Design and in vitro characterization of buccoadhesive tablets of timolol maleate.

OBJECTIVE

The purpose of this work was to develop and evaluate buccoadhesive tablets of timolol maleate (TM) due to its potential to circumvent the first-pass metabolism and to improve its bioavailability.

METHODS

The tablets were prepared by direct compression using two release modifying polymers, Carbopol 974P (Cp-974p) and sodium alginate (SA). A 3(2) full factorial design was employed to study the effect of independent variables, Cp-974p and SA, in various proportions in percent w/w, which influences the in vitro drug release and bioadhesive strengths.
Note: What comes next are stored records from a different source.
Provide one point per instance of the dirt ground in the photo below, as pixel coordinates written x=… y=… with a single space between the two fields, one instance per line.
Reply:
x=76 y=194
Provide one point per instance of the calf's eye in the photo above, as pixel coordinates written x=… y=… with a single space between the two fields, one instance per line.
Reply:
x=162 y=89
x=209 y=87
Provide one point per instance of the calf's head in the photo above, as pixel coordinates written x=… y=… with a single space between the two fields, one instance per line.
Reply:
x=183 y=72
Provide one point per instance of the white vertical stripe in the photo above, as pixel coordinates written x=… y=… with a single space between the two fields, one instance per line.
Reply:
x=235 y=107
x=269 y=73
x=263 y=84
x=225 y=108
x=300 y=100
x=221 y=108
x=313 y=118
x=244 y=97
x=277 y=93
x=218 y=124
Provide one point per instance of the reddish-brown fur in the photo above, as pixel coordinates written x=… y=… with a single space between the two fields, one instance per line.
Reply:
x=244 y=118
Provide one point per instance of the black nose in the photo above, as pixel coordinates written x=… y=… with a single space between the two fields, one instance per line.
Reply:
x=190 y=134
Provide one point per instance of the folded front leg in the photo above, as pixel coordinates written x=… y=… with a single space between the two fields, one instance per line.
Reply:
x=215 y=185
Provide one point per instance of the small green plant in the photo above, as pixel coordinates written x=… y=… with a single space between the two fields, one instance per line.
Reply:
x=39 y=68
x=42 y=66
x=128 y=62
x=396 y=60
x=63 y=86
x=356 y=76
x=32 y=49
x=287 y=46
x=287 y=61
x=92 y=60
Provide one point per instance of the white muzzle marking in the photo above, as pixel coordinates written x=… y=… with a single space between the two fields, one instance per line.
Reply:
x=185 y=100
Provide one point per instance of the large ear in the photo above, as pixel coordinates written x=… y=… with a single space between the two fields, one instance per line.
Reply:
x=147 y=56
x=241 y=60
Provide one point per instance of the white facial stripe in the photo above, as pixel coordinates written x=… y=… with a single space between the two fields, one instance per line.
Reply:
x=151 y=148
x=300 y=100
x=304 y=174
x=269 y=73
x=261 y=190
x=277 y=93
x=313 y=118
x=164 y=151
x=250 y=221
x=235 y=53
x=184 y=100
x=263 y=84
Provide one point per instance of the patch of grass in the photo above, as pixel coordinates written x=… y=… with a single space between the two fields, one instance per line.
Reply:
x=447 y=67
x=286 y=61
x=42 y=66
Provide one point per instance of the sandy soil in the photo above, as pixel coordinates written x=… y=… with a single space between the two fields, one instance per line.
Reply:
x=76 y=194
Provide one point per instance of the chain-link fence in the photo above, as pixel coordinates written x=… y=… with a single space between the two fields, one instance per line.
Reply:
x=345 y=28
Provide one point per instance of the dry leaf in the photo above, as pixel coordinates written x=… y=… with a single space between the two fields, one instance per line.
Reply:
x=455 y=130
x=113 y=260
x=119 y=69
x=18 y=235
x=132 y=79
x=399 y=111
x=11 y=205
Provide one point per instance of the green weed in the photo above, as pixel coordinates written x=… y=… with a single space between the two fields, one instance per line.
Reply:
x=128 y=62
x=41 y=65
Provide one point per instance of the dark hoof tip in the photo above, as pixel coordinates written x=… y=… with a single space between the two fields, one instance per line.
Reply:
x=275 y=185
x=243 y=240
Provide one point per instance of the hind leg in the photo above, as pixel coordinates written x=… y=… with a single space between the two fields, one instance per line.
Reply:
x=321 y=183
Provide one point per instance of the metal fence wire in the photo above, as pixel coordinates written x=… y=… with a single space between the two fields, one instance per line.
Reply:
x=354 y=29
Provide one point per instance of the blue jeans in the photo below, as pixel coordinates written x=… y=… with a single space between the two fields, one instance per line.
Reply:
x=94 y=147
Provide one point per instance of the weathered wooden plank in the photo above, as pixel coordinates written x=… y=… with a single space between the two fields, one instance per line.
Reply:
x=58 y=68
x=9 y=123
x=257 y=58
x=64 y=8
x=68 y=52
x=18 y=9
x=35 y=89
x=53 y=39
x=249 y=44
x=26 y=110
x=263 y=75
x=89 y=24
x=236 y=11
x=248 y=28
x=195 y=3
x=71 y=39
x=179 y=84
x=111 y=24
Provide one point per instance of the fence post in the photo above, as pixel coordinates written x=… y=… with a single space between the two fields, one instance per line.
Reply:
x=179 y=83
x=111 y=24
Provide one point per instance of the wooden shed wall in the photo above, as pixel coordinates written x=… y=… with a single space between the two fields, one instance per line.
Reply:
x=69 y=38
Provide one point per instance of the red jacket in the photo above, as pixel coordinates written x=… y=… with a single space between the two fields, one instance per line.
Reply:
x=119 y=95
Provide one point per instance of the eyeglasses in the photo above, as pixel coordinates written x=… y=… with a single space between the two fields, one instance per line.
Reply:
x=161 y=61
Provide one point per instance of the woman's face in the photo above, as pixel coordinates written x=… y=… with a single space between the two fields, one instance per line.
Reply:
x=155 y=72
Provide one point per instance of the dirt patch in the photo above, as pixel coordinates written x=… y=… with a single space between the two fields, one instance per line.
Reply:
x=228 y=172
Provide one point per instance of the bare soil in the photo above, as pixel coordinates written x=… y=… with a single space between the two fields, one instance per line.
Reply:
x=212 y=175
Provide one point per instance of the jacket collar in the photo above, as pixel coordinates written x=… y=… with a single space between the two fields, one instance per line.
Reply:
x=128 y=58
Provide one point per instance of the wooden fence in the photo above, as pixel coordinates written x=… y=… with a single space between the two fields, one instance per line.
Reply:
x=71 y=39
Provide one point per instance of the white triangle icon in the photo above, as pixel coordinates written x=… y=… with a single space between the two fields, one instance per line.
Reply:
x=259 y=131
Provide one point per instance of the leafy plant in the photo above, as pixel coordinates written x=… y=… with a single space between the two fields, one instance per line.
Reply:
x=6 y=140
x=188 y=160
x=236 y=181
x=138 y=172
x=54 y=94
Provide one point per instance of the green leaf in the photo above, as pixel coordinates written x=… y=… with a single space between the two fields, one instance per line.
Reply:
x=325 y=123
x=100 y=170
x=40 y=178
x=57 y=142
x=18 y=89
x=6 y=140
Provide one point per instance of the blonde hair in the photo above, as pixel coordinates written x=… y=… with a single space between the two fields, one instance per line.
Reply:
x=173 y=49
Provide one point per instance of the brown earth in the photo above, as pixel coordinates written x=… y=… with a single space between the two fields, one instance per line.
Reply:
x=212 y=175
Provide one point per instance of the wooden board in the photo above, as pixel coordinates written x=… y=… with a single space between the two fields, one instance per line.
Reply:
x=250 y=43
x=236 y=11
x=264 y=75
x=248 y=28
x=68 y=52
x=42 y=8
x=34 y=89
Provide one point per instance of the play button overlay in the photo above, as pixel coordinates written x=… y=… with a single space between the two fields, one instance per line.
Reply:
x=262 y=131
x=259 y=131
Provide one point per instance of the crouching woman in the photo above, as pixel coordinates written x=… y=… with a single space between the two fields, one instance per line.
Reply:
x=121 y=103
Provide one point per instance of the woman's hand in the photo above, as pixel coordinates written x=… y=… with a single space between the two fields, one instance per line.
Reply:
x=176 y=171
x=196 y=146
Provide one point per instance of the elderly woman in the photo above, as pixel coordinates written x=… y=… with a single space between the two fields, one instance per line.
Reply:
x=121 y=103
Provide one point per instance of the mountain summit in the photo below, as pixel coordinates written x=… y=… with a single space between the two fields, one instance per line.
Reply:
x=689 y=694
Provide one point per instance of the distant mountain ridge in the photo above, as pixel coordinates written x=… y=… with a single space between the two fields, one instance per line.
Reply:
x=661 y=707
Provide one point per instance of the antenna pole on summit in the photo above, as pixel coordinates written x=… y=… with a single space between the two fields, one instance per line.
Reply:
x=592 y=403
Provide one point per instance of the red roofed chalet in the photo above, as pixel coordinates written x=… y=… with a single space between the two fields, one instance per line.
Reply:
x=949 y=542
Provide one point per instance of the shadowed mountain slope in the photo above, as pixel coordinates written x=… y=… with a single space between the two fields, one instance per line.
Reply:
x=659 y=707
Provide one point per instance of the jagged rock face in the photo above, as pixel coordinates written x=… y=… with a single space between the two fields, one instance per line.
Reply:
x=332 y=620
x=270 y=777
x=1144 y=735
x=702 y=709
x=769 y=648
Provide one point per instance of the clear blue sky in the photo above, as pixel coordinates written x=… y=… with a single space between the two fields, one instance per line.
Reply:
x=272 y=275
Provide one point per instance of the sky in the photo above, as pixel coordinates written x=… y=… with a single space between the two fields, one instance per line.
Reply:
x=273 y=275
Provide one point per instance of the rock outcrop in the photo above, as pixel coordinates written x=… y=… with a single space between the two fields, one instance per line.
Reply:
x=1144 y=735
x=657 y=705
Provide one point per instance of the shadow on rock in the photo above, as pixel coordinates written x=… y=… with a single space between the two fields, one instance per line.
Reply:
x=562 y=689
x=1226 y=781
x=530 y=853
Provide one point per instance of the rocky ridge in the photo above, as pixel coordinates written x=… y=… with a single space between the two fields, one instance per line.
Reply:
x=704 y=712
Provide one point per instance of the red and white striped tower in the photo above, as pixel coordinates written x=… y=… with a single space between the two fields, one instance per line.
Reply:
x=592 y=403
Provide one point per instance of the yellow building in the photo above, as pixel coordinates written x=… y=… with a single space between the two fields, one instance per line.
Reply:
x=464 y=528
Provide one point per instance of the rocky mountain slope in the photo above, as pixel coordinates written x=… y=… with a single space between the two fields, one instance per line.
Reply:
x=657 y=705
Physicochemical properties of the drug were evaluated by ultraviolet, Fourier transform infrared spectroscopy (FTIR), differential scanning calorimetry (DSC) and powder X-ray diffraction (P-XRD). Tablets were evaluated for hardness, thickness, weight variation, drug content, surface pH, swelling index, bioadhesive force and in vitro drug release.

RESULTS

The FTIR and DSC studies showed no evidence of interactions between drug, polymers and excipients. The P-XRD study revealed that crystallinity of TM remain unchanged in optimized formulation tablet. Formulation F9 achieves an in vitro drug release of 98.967% ± 0.28 at 8 h and a bioadhesive force of 0.088 N ± 0.01211.

CONCLUSION

We successfully developed buccal tablet formulations of TM and describe a non-Fickian-type anomalous transport as the release mechanism.